In those days, the men and women seemed to possess so many skills that we no longer have. People could grow their own food, catch fish and crabs from the streams, chop wood and obtain firewood, make a fire, and cook their own food. They could even build their own house. They could climb trees, swim, row a boat, walk for miles, and labour for hours. My mother tells me about how she would accompany my great grandmother to sow seeds, till the soil, and water the saplings. She remembers how during the cucumber harvest, men would erect a pandal in the fields, light a fire, and stand guard, so as to ward away foxes that ransacked the fields at night. Those sleepovers can never match our modern sleepovers.

In retrospect, I realize that culture played an important role in my formation. It defined the aesthetic framework that was necessary to make all my engagements with the world profoundly beautiful. It taught me to see the aesthetic dimension in all my relationships- with nature, with people, with other living beings, with living spaces. It taught me to explore this aesthetic space in my day to day life, in education, in religion, and in every facet of life I engaged with. The more diversity there was, the more was the scope for such aesthetics. Perhaps that was the reason I loved this country the most. It provided for so much cultural diversity. And so, my memories were rooted in these cultural ingredients.

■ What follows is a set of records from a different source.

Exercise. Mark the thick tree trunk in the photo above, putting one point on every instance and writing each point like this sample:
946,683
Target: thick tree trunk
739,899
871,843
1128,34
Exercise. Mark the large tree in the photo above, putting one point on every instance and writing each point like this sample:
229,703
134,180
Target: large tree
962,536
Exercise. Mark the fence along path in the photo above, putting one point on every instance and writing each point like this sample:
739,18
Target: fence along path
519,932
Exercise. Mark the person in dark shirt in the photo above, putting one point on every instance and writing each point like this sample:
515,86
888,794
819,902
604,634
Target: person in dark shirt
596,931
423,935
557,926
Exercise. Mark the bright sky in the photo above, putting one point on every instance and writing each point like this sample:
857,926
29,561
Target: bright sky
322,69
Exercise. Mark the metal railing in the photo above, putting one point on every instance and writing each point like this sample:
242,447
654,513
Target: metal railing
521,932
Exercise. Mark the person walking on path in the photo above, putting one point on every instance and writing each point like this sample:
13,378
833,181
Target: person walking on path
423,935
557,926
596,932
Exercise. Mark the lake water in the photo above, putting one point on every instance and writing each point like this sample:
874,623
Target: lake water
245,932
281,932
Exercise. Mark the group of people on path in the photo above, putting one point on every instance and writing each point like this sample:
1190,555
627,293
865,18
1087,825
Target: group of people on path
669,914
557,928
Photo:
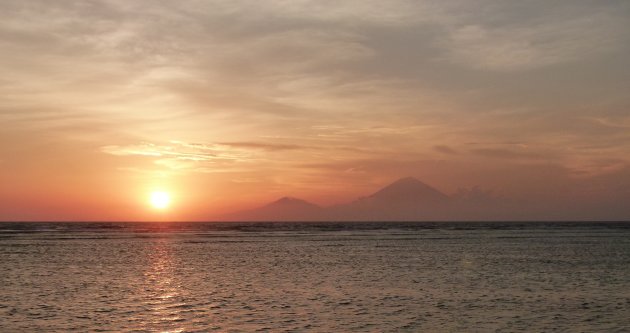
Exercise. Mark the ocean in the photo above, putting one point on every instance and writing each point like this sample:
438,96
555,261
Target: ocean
315,277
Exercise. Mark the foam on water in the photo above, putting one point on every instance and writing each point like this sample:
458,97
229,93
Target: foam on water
364,277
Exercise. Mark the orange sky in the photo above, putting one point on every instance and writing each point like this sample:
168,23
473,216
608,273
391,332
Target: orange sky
231,104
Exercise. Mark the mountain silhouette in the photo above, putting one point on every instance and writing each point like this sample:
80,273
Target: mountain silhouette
407,199
284,209
409,190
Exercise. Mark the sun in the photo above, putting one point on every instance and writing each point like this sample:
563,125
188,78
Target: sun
160,199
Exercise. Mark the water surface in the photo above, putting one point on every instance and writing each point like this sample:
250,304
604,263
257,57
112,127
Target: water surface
315,277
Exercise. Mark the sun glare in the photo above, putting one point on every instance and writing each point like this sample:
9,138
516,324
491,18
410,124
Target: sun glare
160,200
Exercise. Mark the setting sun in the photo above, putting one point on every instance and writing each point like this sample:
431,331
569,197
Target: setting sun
160,200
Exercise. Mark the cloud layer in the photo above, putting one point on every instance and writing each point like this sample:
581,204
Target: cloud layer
318,98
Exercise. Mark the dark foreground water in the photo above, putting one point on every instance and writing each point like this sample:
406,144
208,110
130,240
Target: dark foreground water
308,277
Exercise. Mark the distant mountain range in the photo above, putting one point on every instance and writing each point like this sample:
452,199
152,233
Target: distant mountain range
407,199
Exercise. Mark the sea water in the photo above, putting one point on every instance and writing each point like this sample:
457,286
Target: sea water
315,277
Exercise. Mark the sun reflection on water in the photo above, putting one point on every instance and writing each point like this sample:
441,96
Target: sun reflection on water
162,290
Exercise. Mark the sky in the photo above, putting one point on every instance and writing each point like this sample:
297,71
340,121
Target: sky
227,105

Sometimes, I am aware that my mind is seeking something from the environment. It seeks familiarity. And that familiarity is to do with these cultural ingredients on which I was raised. When it doesn’t find them in the world, it resorts to the books and movies that have immortalized them.

Today, our lives are so empty. The death of culture is palpable. Instead of the soulful cultural ingredients that once defined our lives, there is just a human buzz- a mechanical buzz with no aesthetics in the monotonous scheme of our comfortable lives. In place of a memory, is a big void. Something that science labels as depression.

Culture is a carefully crafted, time-tested art that has ingredients that nourish the soul. I think these cultural ingredients were largely responsible for the sense of fulfillment that characterized the traditional way of life. Culture comprises of those ingredients that teach us to engage deeply and meaningfully with the natural world, and therefore nourish our souls. As we dissociate ourselves from culture, we are also alienating the mind from soulful ingredients that are necessary to anchor the mind to a fundamental framework of factors that govern life. Cultural ingredients awaken the senses to the inherent beauty in life. All memory and learning feeds on such aesthetic awakening. The definitions of all facets of human life- love, relationships, home, marriage, childhood, womanhood are deeply rooted in culture. Human potential is rooted in such sensory awakening. And so, this era of depression, violence and crimes is not surprising.